Segundo o médico, o Ladetec, laboratório carioca credenciado pelo Comitê Olímpico Internacional, onde foram feitos os testes do Pan, não tinha um equipamento operacional com a mesma capacidade de detecção do canadense. Procurado pela reportagem, Francisco Radler de Aquino, coordenador do Ladetec, disse que não poderia falar sobre o caso nem confirmar se o laboratório estava ou não apto a realizar o mesmo teste de Montréal.
Rebeca Gusmão afirma que sofre de síndrome de ovários policísticos, tendo, assim, uma produção de testosterona acima do normal para mulheres.
Para De Rose, a alegação não é plausível. "O resultado dos dois exames não é que ela tem testosterona alta. Montréal mostrou, sem erro, que tem testosterona exógena, ou seja, não produzida pelo corpo."
Ele se refere ao positivo de julho e a um exame de 2006, um caso controverso envolvendo a atleta -à época, ela não foi suspensa preventivamente como agora. O julgamento deverá ocorrer só em 2008 na Corte de Arbitragem do Esporte.
"Não tinha nada errado em 2006. Eu fiz o exame, deu positivo, foi para a Fina e, não sei por que, ela nunca divulgou o resultado. Posso imaginar que houve alguma divergência entre a CBDA e a Fina, mas não sei qual", afirmou De Rose.
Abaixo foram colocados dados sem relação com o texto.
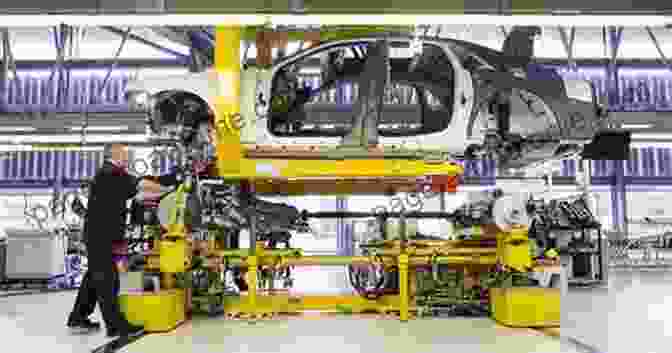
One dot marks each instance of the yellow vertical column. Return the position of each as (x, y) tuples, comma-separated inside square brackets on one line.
[(403, 287), (227, 100), (252, 285)]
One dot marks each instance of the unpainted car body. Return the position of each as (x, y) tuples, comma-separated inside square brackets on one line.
[(438, 94)]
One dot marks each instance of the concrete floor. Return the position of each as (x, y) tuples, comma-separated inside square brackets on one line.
[(631, 314)]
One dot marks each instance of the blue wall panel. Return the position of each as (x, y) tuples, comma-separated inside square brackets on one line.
[(48, 166)]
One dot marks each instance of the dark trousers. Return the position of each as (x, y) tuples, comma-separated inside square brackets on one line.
[(99, 285)]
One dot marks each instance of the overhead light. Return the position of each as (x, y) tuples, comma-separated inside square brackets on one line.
[(636, 126), (71, 139), (99, 128), (16, 128), (645, 136), (334, 19)]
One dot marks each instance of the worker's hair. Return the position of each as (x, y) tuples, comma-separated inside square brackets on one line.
[(107, 151)]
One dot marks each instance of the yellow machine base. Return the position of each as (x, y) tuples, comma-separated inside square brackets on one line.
[(157, 312), (526, 306), (286, 304)]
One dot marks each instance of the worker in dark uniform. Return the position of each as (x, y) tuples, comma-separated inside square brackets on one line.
[(105, 224)]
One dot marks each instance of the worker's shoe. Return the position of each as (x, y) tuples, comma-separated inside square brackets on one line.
[(83, 326), (129, 331)]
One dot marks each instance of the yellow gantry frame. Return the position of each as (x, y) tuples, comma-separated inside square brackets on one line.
[(233, 164)]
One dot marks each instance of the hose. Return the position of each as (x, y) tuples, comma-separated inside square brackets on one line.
[(371, 294)]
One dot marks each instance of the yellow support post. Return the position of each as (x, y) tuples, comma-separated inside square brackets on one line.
[(252, 285), (227, 102), (403, 287)]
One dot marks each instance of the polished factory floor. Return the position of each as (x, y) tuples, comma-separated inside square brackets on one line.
[(631, 314)]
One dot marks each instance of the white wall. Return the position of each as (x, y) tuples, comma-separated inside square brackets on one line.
[(12, 207), (652, 202)]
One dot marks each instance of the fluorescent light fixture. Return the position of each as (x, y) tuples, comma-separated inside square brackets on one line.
[(645, 136), (336, 19), (100, 128), (46, 139), (16, 128), (636, 126)]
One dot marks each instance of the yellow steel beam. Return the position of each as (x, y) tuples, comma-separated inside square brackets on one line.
[(333, 260), (231, 167), (403, 287), (227, 102)]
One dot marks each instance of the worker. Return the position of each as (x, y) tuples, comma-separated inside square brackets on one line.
[(104, 227)]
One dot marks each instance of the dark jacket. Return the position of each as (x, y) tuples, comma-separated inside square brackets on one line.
[(106, 216)]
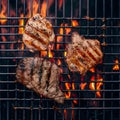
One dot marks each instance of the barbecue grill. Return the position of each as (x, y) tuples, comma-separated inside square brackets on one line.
[(96, 96)]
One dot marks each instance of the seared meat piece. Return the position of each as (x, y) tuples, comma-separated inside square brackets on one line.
[(42, 76), (83, 54), (38, 33)]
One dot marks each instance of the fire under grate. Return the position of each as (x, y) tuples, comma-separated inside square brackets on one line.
[(94, 97)]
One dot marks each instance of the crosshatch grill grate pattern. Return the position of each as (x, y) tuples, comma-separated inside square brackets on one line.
[(95, 19)]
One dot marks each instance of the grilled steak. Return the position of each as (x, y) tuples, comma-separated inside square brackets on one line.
[(38, 33), (42, 76), (83, 54)]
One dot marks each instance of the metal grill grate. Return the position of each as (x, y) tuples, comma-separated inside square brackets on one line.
[(99, 19)]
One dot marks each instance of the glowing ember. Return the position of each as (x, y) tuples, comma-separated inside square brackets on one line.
[(116, 66), (3, 12), (44, 8), (92, 83), (35, 6), (98, 85)]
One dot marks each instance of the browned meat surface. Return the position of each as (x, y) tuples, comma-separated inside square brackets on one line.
[(38, 33), (83, 54), (42, 76)]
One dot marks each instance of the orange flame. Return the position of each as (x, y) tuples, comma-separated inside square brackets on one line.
[(92, 70), (50, 54), (3, 12), (59, 62), (35, 6), (73, 88), (116, 66), (67, 29), (43, 53), (60, 4), (59, 38), (21, 23), (97, 85), (92, 84), (68, 94), (83, 85), (44, 8)]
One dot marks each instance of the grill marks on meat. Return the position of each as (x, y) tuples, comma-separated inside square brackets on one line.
[(42, 76), (83, 54), (38, 33)]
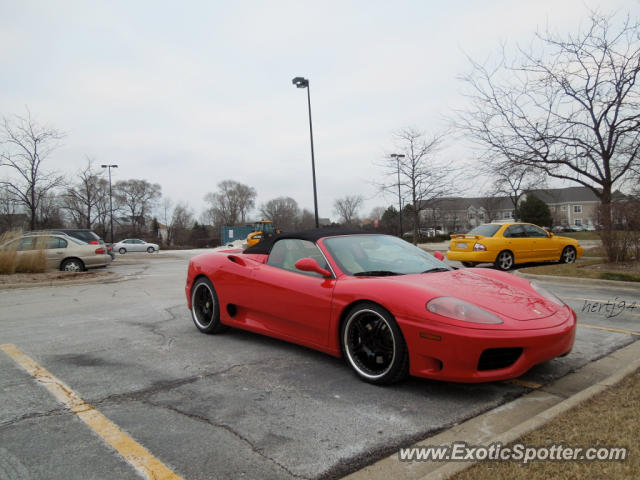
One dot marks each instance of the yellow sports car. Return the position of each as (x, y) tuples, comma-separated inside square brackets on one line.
[(505, 244)]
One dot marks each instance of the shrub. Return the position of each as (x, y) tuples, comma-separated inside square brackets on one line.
[(29, 261)]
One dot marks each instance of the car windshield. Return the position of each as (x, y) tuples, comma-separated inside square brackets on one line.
[(380, 255), (487, 230)]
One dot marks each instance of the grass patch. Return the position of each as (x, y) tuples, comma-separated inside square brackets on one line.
[(608, 419), (580, 235), (623, 277), (591, 268), (28, 261)]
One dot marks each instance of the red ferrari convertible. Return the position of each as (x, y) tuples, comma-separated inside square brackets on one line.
[(388, 307)]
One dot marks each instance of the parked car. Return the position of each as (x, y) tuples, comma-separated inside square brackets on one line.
[(389, 308), (84, 234), (134, 245), (61, 251), (507, 244)]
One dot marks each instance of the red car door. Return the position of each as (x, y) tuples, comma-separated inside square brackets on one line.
[(290, 302)]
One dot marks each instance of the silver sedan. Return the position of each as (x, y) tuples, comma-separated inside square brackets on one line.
[(134, 245)]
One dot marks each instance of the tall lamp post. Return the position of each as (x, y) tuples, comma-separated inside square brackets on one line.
[(110, 201), (301, 82), (398, 156)]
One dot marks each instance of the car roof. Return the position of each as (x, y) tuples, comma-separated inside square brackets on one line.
[(265, 245)]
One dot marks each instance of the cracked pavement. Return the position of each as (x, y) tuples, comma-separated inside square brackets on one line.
[(235, 405)]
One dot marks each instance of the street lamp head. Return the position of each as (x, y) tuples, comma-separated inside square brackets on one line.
[(300, 82)]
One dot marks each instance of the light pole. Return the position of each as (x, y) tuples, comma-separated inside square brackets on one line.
[(398, 156), (301, 82), (110, 201)]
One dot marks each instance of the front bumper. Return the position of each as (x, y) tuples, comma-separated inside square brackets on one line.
[(454, 354)]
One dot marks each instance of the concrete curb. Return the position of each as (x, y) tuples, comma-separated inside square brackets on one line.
[(61, 283), (508, 422), (579, 281), (450, 469)]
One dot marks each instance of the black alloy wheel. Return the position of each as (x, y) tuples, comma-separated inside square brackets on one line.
[(373, 345), (205, 309)]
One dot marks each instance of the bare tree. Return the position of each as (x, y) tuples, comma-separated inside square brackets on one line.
[(136, 198), (282, 211), (567, 107), (231, 203), (9, 213), (181, 223), (166, 210), (82, 199), (306, 220), (490, 203), (423, 178), (347, 209), (26, 144), (50, 213), (513, 180)]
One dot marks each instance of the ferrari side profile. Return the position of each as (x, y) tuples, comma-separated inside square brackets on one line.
[(389, 308)]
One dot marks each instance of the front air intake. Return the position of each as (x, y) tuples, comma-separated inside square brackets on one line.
[(497, 358)]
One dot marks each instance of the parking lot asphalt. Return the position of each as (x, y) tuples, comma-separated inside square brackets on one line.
[(235, 405)]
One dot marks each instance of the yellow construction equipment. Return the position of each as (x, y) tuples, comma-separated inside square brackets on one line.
[(261, 229)]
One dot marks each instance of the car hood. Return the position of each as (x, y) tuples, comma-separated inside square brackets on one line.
[(500, 296)]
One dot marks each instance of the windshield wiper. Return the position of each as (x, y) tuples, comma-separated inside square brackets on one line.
[(377, 273), (437, 269)]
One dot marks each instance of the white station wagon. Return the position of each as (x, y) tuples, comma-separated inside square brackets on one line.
[(134, 245)]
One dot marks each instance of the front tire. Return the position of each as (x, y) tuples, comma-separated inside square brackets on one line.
[(373, 345), (205, 309), (72, 265), (504, 260), (568, 255)]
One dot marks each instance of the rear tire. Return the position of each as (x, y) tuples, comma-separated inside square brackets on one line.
[(504, 260), (568, 255), (72, 265), (205, 309), (373, 345)]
"Eu conheço o laboratório de Montréal como a palma da minha mão, trabalho há 20 anos com eles e nunca vi um erro. Tenho certeza de que não errou nesse caso", completou ele.
O impasse ficou engasgado para o médico. Além de pedir o teste surpresa para a Fina, ele solicitou a análise do DNA das amostras de urina de Rebeca colhidas no Pan. Os exames não apontaram uso de doping.
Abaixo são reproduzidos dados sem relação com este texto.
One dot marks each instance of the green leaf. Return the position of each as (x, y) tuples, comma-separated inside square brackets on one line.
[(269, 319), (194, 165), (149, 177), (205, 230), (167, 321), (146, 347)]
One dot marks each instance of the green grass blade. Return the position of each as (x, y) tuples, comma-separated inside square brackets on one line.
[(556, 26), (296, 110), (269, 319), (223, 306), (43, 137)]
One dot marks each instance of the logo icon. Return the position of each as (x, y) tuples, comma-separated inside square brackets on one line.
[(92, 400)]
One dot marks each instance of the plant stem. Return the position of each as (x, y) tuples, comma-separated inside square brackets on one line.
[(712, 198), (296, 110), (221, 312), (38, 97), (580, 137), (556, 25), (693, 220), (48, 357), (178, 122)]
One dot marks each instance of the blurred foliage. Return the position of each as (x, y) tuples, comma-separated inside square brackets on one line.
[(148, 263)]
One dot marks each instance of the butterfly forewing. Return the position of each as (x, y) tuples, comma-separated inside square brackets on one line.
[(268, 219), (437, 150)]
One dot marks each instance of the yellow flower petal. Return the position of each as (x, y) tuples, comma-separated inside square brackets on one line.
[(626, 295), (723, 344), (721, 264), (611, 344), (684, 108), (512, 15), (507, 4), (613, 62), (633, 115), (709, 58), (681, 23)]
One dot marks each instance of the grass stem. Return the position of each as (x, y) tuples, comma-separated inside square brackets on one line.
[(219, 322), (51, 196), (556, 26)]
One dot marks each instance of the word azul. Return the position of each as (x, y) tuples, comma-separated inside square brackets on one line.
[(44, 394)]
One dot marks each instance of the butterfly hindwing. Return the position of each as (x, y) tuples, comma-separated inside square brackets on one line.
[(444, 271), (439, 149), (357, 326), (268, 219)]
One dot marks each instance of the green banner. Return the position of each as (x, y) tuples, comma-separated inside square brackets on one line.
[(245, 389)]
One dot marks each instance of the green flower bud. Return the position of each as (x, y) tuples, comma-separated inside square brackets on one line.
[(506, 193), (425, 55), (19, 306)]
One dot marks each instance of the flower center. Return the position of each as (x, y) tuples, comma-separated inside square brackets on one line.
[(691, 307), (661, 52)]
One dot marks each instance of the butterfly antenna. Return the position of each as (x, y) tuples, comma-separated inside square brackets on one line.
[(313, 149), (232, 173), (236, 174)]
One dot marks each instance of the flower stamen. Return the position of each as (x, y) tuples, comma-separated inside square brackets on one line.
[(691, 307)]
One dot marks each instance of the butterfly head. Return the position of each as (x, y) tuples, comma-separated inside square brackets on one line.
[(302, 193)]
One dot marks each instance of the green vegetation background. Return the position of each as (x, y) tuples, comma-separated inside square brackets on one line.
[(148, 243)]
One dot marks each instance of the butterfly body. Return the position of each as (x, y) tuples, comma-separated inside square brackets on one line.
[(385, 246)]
O resultado apontou dois DNAs diferentes em duas das amostras, o que poderia configurar fraude. "A urina é como impressão digital e, olhando as curvas hormonais dos exames da Rebeca, vi que dois deles tinham um padrão, e outro estava totalmente fora. Por isso, pedi o DNA", disse De Rose.
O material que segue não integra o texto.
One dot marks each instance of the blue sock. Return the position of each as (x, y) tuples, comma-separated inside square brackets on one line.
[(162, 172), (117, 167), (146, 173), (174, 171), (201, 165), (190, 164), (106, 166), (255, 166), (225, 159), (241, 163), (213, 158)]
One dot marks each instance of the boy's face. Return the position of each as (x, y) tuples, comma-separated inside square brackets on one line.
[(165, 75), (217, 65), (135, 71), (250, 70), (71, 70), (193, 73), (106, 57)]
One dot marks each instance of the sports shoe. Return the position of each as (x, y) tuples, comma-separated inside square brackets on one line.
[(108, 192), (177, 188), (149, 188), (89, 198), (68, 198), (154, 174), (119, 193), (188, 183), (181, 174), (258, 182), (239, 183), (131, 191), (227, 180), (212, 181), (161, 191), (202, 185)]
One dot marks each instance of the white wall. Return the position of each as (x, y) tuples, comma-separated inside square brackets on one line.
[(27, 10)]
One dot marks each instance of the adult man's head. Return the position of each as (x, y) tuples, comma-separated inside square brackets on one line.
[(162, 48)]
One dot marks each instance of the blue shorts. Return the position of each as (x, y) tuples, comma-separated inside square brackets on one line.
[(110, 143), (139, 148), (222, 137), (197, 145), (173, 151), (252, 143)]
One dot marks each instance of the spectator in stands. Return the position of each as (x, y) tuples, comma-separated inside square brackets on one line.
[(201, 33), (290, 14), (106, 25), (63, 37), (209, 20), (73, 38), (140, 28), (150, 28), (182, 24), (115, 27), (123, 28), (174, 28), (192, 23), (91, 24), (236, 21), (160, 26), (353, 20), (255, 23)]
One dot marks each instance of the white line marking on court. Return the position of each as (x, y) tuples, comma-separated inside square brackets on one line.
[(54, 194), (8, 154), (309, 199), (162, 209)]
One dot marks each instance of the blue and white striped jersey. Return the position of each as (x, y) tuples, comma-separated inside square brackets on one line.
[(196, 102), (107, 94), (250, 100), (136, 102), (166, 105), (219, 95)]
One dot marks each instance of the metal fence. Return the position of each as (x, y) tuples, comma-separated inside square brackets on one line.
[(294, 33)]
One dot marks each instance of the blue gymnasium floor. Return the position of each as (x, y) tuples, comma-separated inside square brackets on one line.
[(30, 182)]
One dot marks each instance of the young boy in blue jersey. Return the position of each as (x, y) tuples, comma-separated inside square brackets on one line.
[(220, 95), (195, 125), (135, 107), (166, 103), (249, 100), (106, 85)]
O médico evita falar, porém, sobre como a nadadora teria burlado o exame. Ele diz que seu trabalho é provar que houve manipulação, e não investigar como ela aconteceu.
"No Pan, muita gente veio me falar sobre a possibilidade de a Rebeca estar dopada. Até meu netinho, de dez anos, me perguntou: "Você está cego?". Expliquei a ele que uma coisa é achar, outra é provar. Mais do que pegar quem ganha ou perde, a prioridade é testar onde você acha que está [o doping]."
"Quando um atleta mostra mudanças radicais no corpo ou no rendimento, a gente bota uma marca. Foi o caso da Rebeca, eu já estava em cima."